Applying for jobs? Just got your first job? Not sure of your rights? Maybe need a refresher? Below is a ton of great information and resources to help you know your rights as a young worker in Canada.
You have 3 fundamental rights as an employee:
- The right to know
- The right to participate
- The right to refuse unsafe work
You’re responsible as a young worker to:
- know and comply with all regulations
- protect yourself, your co workers, and members of the public who may be affected by your actions
- report unsafe actions and unsafe conditions to your employer
- use protective equipment, as required by the employer
- report any accident, incident, or illness immediately to your employer
Your employer is responsible:
- To provide a safe and healthy workplace
- To train employees on potential hazards and to ensure employees have the required certification
- To correct unsafe actions and conditions
- To ensure protective equipment is available and being used
- To report and investigate all accidents and incidents
If you have just lost your job you may be eligible for Employment Insurance (EI): EI is available for Canadians who have lost their job due to no fault of their own.
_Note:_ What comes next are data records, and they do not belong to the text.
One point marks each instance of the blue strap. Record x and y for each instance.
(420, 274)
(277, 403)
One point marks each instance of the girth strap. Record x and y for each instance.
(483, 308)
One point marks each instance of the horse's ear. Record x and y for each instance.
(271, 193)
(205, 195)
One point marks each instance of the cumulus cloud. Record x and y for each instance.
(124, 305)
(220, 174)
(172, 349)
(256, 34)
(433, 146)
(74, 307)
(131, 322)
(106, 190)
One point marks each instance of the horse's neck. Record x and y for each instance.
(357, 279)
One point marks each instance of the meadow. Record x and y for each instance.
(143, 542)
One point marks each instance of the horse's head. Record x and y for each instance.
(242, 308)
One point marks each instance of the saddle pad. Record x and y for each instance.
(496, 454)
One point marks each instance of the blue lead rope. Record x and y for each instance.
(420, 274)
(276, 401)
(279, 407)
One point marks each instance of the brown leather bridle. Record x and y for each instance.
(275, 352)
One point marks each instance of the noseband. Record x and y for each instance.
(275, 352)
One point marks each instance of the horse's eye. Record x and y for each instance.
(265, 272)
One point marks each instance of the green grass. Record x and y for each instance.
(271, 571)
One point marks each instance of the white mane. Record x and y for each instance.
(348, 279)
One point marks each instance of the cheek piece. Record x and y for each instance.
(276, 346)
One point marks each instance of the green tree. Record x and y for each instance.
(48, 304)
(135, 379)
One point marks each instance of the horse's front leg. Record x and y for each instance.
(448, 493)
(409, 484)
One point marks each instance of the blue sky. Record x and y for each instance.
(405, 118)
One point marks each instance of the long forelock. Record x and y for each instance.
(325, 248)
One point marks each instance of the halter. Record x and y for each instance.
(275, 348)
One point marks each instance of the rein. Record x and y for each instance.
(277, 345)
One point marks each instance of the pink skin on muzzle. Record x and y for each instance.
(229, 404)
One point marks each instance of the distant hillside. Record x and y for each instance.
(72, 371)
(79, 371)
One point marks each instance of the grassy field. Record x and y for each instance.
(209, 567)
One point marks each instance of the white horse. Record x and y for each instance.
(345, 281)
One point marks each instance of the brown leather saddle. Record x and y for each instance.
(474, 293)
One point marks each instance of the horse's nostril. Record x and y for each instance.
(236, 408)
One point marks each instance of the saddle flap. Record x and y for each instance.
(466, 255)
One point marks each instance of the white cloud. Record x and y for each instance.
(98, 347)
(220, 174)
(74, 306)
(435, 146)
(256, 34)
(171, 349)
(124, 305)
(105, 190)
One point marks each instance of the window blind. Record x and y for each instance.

What labour rights are you covered by?
Approximately 820,000 employees are defined by the Canada Labour Code. These employees account for six percent of all Canadian workers.
If you are employed by one of the following businesses and industries, you are more than likely working in a federally regulated sector:
- marine shipping, ferry and port services
- air transportation, including airports, aerodromes and airlines
- railway and road transportation that involves crossing provincial or international borders
- canals, pipelines, tunnels and bridges (crossing provincial borders)
- telephone, telegraph and cable systems
- radio and television broadcasting
- grain elevators, feed and seed mills
- uranium mining and processing
- businesses dealing with the protection of fisheries as a natural resource
- many First Nation activities
- most federal Crown corporations
- private businesses necessary to the operation of a federal act
If you do not work for one of the above, the employment standards that regulate your conditions of work are defined by your provincial or territorial ministry of labour. See the links below for each province and territory’s labour laws.
If at any time you feel as though you are being mistreated simply due to your race, religion, ethnic origin, skin colour, sex, age, marital status, disability, or sexual orientation you have the right to discuss the situation with your employer.
You can refuse unsafe work: This is probably the most important right, and thus it’s place amongst the national standard for workers rights. If you feel at any time that the work you are doing is unsafe, you have the right to stop what you are doing, and inform your supervisor.
Getting injured at work: While there are different compensation boards within each province in territory, their existence is a national standard. If you become ill, or injured while on the job, there are compensation benefits available for you. When an injury occurs, you are to inform your supervisor right away. A health care professional should be then contacted and a claim form must be filled out.